5 Hours to Actually Understand Cosine Similarity

Today I spent about five hours building a much better understanding of cosine similarity. I know the formula now, and I know how to calculate it. More importantly, I now understand that each sentence is transformed into exactly one dot by a pretrained model — a neural network trained on enormous amounts of data.

All of those dots are then scattered across a space. How we choose to group, categorise, or cluster them really depends on the algorithm we use. Once we have that algorithm, it organises the dots by how close they are to one another — judging "closeness" with a measure such as cosine similarity, which compares the angle between two dots (straight-line distance is another option).

In theory, if we didn't have to worry about energy, resources, and speed, we could simply use cosine similarity to compare every sentence with every other one. In reality that's impossible — far too slow and wasteful, even for a small data pool. That is exactly why we need an algorithm: to cut the time and save resources while still arriving at the clustering outcome we're after.

I also went back and re-thought Pythagoras — a² + b² = c² — and the Euclidean distance built on it, and it ended up teaching me more about the cosine similarity formula than I expected, specifically the dot product (the "agreement") part on top.

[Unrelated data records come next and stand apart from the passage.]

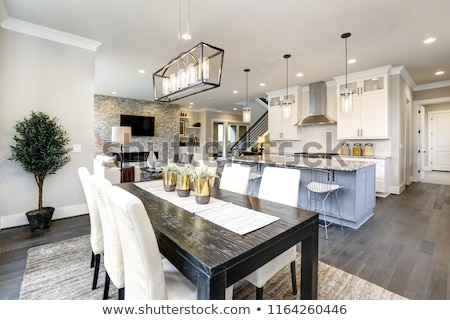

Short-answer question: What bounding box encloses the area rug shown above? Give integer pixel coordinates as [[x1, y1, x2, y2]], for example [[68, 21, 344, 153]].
[[20, 236, 406, 300]]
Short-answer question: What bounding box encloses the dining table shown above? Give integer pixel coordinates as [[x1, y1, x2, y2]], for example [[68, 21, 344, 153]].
[[118, 180, 319, 300]]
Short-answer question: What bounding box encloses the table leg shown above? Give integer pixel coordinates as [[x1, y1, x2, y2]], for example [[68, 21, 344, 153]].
[[197, 274, 225, 300], [300, 221, 319, 300]]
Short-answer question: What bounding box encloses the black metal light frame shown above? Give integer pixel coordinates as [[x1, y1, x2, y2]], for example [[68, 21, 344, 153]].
[[153, 42, 224, 102]]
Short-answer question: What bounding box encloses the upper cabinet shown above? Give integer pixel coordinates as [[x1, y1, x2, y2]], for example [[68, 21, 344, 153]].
[[267, 86, 302, 140], [334, 66, 391, 139]]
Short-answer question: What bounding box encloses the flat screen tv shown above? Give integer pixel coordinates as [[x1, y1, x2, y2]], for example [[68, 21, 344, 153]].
[[120, 114, 155, 137]]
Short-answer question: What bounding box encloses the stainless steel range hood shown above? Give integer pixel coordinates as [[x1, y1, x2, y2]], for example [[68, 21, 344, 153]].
[[296, 81, 336, 127]]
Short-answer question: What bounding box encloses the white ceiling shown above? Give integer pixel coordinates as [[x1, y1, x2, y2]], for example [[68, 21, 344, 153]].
[[0, 0, 450, 110]]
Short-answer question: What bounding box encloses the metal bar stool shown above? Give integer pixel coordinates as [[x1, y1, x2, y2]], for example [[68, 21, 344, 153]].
[[302, 169, 343, 240]]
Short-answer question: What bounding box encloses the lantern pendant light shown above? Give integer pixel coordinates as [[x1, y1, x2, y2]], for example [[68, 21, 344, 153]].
[[341, 32, 353, 113], [242, 69, 252, 123]]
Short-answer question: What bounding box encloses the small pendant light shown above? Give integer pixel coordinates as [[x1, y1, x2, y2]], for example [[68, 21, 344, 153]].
[[341, 32, 353, 113], [242, 69, 252, 123], [281, 54, 292, 119]]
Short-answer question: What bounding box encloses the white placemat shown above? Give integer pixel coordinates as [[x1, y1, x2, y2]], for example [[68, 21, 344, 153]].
[[135, 180, 280, 235]]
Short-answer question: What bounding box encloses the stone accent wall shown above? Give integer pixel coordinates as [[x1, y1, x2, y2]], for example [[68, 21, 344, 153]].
[[94, 95, 180, 164]]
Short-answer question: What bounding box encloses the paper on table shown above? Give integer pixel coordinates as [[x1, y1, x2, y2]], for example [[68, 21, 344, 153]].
[[135, 180, 280, 235]]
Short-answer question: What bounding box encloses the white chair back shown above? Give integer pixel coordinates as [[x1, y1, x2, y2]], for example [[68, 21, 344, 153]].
[[78, 167, 104, 254], [219, 163, 251, 194], [107, 186, 167, 300], [90, 175, 125, 289], [107, 186, 197, 300], [258, 167, 300, 207]]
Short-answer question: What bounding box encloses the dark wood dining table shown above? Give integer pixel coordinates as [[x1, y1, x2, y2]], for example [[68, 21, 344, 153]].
[[119, 182, 319, 300]]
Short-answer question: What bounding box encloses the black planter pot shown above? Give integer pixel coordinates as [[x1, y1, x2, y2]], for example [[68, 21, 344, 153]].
[[25, 207, 55, 231]]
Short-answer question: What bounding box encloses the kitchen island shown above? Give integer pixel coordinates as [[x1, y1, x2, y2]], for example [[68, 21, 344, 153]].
[[232, 155, 376, 229]]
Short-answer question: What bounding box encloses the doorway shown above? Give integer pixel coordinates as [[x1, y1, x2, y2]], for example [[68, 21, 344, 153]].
[[208, 120, 227, 159], [227, 123, 249, 152], [410, 97, 450, 183], [428, 110, 450, 171]]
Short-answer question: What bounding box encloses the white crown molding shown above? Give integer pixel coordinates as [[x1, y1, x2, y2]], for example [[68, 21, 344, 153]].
[[391, 66, 416, 90], [1, 17, 102, 52], [414, 80, 450, 91]]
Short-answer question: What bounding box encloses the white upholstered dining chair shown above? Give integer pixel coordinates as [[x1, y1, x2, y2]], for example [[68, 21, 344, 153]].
[[245, 167, 300, 300], [107, 186, 197, 300], [78, 167, 104, 290], [89, 174, 125, 300], [219, 163, 251, 194]]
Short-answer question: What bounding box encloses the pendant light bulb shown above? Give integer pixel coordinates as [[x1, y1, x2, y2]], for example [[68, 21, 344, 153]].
[[242, 69, 252, 123], [341, 32, 353, 113], [281, 54, 292, 119]]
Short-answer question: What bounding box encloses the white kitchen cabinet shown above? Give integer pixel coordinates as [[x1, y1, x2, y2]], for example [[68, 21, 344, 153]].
[[267, 86, 302, 140], [334, 66, 391, 139]]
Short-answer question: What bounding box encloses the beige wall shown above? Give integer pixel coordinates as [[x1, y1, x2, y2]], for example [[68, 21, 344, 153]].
[[0, 29, 95, 228]]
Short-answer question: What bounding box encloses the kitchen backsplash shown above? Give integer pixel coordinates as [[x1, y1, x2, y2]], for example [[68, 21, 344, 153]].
[[270, 125, 391, 156]]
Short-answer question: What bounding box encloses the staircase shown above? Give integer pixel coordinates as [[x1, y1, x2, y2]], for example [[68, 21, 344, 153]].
[[231, 112, 269, 157]]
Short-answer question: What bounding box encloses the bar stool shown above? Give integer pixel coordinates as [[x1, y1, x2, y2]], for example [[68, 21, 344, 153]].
[[302, 169, 343, 240]]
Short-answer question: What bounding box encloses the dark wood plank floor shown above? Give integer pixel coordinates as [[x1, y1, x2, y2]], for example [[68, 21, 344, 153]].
[[0, 183, 450, 300]]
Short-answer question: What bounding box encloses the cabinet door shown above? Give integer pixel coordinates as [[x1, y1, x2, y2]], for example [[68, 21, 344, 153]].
[[337, 95, 361, 140], [281, 94, 299, 140], [361, 75, 387, 94], [360, 93, 389, 139]]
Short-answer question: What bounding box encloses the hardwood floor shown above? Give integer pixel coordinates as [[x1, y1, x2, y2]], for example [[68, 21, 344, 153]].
[[0, 183, 450, 300]]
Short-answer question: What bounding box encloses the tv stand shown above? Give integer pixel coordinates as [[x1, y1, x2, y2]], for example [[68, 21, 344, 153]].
[[113, 151, 158, 163]]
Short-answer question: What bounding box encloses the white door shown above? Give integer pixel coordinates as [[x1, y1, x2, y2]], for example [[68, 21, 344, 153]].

When I really understood why Pythagoras adds the two sides — because the across-direction and the up-direction are independent and perpendicular, so the only way to combine them is to add — something clicked. The top of the cosine formula does the same thing. It goes direction by direction, multiplies the matching pieces, and adds them up. I'd been wondering why we sum those products instead of keeping just one; Pythagoras was the answer. Independent directions combine by adding — that's true when you're measuring an arrow's length (a² + b²), and it's true when you're measuring how much two arrows agree (a₁b₁ + a₂b₂). Same idea, two different questions. Once Pythagoras made "add across independent directions" feel natural, the dot product stopped looking arbitrary and started looking obvious.